Une modification génétique dans le « manteau » d’un virus causant une infection cérébrale peut lui permettre d’échapper aux anticorps, selon les chercheurs du Penn Point out College or university of Medicine. Ils disent que le dépistage de cette maladie et d’autres mutations virales peut aider à identifier les clients à risque de développer une maladie cérébrale mortelle.




Dr Aron Lukacher, professeur et directeur du Département de microbiologie et d’immunologie du Higher education of Drugs, et Susan Hafenstein, professeur de médecine et de microbiologie et d’immunologie au Higher education of Medication et professeur de biochimie et de biologie moléculaire au Penn Condition Eberly School of Science, a codirigé une équipe de recherche qui a utilisé la microscopie à haute résolution pour étudier la capside, ou la coquille externe du polyomavirus de la souris (MuPyV). Ce virus est un modèle génétique du polyomavirus JC (JCPyV), qui est présent et inoffensif chez la plupart des gens et peut provoquer une leucoencéphalopathie multifocale progressive (LMP), une maladie cérébrale, chez les personnes sous traitement immunosuppresseur.

Un manteau altéré déguise un virus cérébral mortel des anticorps neutralisants

Les mutations génétiques dans la capside de JCPyV sont courantes chez les sufferers atteints de LMP et les scientifiques ont eu du mal à comprendre si elles permettaient au virus d’infecter les cellules cérébrales ou si les changements qui en résultaient permettaient au virus d’échapper à l’élimination par les anticorps antiviraux, puis de provoquer une infection cérébrale. Lukacher et Hafenstein ont étudié l’équivalent murin d’une mutation génétique commune dans le polyomavirus JC pour essayer de mieux comprendre comment il peut causer la LMP.


« On ne sait pas grand-selected sur la façon dont cette mutation génétique particulière dans la capside du polyomavirus JC conduit à la PML », a déclaré Lukacher. « Il a été détecté dans le sang, le liquide céphalo-rachidien et les tissus cérébraux de people atteints de LEM mais pas dans leur urine. Ce virus non muté reste généralement en sommeil dans les reins de personnes en bonne santé, ce qui nous a amenés à nous demander remark cette mutation particulière contribue à la progression de la maladie. »

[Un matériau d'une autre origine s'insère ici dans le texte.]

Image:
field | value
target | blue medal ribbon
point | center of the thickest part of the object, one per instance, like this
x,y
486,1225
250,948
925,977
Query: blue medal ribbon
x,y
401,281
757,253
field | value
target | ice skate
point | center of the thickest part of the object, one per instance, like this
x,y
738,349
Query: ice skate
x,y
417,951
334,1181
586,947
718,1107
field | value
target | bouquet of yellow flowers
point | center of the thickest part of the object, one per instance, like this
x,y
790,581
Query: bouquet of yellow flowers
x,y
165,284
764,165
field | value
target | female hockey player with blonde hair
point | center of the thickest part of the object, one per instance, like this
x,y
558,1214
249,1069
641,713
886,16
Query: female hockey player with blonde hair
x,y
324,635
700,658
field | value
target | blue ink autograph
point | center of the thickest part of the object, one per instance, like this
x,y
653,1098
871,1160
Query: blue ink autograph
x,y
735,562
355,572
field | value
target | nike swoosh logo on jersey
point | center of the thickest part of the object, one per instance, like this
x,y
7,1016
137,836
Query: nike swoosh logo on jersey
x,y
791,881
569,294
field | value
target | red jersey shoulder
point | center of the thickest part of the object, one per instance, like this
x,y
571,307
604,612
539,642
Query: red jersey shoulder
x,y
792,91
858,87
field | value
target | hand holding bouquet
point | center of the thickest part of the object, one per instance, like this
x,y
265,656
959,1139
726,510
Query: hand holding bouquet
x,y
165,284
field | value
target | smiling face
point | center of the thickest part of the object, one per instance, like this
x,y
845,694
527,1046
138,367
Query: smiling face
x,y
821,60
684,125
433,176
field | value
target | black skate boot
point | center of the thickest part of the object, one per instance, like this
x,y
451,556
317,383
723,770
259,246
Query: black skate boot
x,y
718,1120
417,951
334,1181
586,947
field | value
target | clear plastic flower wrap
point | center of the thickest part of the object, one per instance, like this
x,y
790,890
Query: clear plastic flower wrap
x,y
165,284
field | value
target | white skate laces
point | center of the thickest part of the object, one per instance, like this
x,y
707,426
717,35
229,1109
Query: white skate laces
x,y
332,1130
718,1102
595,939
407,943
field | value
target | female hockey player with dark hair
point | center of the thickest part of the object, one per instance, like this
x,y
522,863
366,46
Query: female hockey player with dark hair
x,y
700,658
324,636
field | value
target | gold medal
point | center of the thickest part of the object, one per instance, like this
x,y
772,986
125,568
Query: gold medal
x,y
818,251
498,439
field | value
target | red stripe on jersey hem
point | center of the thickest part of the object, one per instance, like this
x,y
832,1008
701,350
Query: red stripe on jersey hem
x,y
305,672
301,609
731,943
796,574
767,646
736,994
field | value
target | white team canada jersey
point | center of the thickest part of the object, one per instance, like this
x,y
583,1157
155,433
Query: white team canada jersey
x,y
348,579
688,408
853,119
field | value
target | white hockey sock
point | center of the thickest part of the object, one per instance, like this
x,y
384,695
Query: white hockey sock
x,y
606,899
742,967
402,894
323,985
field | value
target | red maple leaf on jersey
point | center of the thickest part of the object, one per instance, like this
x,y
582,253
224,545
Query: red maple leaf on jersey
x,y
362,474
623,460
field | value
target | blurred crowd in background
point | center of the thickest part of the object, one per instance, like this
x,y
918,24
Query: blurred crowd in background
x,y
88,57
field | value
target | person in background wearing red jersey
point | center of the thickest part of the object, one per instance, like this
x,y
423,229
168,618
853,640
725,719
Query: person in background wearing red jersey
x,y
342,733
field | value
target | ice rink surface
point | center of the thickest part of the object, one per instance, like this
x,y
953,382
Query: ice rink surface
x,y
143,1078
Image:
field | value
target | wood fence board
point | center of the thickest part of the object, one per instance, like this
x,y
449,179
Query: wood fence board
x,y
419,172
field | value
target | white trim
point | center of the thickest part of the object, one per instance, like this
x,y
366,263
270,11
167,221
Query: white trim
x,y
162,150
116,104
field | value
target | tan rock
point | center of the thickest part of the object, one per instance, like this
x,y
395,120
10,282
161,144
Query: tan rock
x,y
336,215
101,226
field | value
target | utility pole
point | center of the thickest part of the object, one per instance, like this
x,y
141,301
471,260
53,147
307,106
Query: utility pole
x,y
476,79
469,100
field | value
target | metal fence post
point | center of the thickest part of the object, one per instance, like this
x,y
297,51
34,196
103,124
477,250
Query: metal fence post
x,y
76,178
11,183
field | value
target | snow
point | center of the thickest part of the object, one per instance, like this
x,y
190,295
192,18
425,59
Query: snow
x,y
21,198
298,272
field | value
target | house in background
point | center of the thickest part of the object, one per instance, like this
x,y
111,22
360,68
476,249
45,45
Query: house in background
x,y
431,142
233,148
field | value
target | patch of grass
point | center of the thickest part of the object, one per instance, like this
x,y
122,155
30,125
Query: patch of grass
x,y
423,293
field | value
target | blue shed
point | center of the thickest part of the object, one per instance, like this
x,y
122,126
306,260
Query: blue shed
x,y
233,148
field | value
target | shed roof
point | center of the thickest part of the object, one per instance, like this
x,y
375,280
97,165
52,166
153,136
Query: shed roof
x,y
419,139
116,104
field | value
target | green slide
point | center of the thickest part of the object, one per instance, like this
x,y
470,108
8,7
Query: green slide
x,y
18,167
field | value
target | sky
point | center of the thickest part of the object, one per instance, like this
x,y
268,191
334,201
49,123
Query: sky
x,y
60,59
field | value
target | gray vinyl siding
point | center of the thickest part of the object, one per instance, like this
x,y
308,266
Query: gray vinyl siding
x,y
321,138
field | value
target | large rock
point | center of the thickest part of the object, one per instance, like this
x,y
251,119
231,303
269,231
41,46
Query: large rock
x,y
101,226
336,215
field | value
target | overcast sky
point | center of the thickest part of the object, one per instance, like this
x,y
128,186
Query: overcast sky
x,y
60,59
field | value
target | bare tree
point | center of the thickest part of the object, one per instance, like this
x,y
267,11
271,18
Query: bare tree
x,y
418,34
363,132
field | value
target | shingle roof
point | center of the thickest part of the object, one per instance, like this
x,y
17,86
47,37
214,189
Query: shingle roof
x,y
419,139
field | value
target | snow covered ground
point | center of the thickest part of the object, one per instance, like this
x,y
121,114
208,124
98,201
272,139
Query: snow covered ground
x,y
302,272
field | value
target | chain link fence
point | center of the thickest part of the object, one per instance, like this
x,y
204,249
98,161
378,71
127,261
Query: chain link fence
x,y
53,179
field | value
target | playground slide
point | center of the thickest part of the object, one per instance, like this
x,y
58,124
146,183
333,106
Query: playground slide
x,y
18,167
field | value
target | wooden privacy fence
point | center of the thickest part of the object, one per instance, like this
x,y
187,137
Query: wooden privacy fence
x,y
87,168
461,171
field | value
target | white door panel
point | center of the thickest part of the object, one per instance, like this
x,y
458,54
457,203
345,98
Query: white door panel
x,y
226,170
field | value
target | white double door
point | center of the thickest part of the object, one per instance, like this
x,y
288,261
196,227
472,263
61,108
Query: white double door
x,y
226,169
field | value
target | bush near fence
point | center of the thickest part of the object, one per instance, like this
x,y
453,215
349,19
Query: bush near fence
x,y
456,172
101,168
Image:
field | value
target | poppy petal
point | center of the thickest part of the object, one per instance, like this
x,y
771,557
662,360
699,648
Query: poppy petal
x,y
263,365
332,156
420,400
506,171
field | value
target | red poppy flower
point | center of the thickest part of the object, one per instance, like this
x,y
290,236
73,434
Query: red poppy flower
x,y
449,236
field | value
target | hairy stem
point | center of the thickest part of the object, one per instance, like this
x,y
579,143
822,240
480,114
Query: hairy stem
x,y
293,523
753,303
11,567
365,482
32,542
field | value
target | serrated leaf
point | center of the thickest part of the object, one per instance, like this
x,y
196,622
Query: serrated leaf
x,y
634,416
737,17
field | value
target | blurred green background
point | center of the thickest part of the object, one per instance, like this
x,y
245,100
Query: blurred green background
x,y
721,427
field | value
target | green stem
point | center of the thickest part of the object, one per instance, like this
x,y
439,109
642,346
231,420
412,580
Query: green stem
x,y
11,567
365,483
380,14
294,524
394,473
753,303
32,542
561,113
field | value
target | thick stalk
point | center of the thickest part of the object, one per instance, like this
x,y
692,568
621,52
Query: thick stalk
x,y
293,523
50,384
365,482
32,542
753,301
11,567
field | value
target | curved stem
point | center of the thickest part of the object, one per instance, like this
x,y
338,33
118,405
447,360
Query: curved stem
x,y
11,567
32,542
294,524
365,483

Les chercheurs ont introduit une mutation génétique dans la capside MuPyV similaire à celle trouvée dans JCPyV et ont mené une série d’expériences pour comparer les résultats entre MuPyV et le virus modifié. Le virus mute en remplaçant un acide aminé, les ingrédients chimiques utilisés pour construire la capside, par un autre. Ils ont découvert que le virus était toujours able de provoquer une infection du système nerveux central et une hydrocéphalie, ou un gonflement du cerveau.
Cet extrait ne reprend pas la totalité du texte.